What do patients learn about psychotropic medications on the web? A natural language processing study.

What do patients learn about psychotropic medications on the web? A natural language processing study.

Hart, Kamber L;Perlis, Roy H;McCoy, Thomas H;
Journal of affective disorders 2019 Vol. 260 pp. 366-371
352
hart2019whatjournal

Abstract

Low rates of medication adherence remain a major challenge across psychiatry. In part, this likely reflects patient concerns about safety and adverse effects, accurate or otherwise. We therefore sought to characterize online information about common psychiatric medications in terms of positive and negative sentiment.We applied a natural language processing tool to score the sentiment expressed in web search results for 51 psychotropic medications across 3 drug classes (antidepressants, antipsychotics, and mood stabilizers), as a means of seeing if articles referencing these medications were generally positive or generally negative in tone.

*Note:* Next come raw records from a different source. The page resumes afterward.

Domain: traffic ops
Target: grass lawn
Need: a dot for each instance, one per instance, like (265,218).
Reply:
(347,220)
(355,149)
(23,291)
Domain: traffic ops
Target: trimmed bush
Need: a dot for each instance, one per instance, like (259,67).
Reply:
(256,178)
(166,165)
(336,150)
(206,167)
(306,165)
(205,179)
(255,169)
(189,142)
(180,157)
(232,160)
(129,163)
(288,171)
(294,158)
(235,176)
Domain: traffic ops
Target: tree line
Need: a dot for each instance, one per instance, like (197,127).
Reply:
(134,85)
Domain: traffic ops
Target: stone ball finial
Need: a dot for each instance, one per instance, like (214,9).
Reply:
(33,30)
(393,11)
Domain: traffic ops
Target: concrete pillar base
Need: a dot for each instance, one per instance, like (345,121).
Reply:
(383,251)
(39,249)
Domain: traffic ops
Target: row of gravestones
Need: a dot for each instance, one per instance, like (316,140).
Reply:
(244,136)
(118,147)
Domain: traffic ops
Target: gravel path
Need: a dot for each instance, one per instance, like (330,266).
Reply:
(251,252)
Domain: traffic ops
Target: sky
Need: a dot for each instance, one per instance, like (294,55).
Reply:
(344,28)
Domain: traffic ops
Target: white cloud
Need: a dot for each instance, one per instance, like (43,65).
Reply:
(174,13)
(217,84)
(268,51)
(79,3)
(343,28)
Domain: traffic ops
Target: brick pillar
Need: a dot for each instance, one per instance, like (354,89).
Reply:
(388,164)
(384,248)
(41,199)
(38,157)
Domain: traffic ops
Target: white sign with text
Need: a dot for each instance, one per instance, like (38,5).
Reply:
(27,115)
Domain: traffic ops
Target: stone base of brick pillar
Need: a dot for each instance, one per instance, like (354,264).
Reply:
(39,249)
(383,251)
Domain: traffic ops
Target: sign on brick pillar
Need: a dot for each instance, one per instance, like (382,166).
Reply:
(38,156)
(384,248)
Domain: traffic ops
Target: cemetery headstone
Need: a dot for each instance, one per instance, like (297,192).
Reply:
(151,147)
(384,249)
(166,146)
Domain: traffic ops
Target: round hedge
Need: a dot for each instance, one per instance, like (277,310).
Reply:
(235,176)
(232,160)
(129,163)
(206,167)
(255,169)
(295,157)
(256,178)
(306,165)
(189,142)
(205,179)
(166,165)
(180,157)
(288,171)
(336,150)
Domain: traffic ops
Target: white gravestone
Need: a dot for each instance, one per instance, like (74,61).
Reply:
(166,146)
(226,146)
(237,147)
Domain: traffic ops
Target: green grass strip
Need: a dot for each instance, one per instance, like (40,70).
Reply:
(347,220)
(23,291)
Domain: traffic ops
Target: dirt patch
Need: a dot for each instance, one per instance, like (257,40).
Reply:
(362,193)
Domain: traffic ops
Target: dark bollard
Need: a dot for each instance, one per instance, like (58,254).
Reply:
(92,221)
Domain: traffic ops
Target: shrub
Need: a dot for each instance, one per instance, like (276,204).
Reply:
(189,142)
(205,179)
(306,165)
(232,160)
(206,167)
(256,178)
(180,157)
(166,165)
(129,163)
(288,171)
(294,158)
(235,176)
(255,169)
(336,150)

We compared between medications of the same class, and across medication classes.Across 12,733 web search results, significant within-class differences in positive (antidepressants: F(24,2682) = 2.97, p < 0.001; antipsychotics: F(16,4029) = 3.25, p < 0.001; mood stabilizers: F(8,2371) = 6.88, p < 0.001) and negative sentiment (antidepressants: F(24,6282) = 11.17, p < 0.001; antipsychotics: F(16, 4029)  = 12.13, p < 0.001; mood stabilizers: F(8, 2371) = 13.28, p < 0.001) were identified. Among these were significantly greater negative sentiment for the antidepressants sertraline, duloxetine, venlafaxine, and paroxetine, and for the antipsychotics, quetiapine and risperidone. Conversely, lithium preparations and valproate exhibited less negative sentiment than other mood stabilizing medications.While these results provide a novel means of comparing medications, the present analyses cannot be linked to individual patient consumption of this information, or to its influence on their future clinical interactions.Overall, a subset of psychotropic medications were associated with significantly more negative sentiment. Characterizing these differences may allow clinicians to anticipate patient willingness to initiate or continue medications.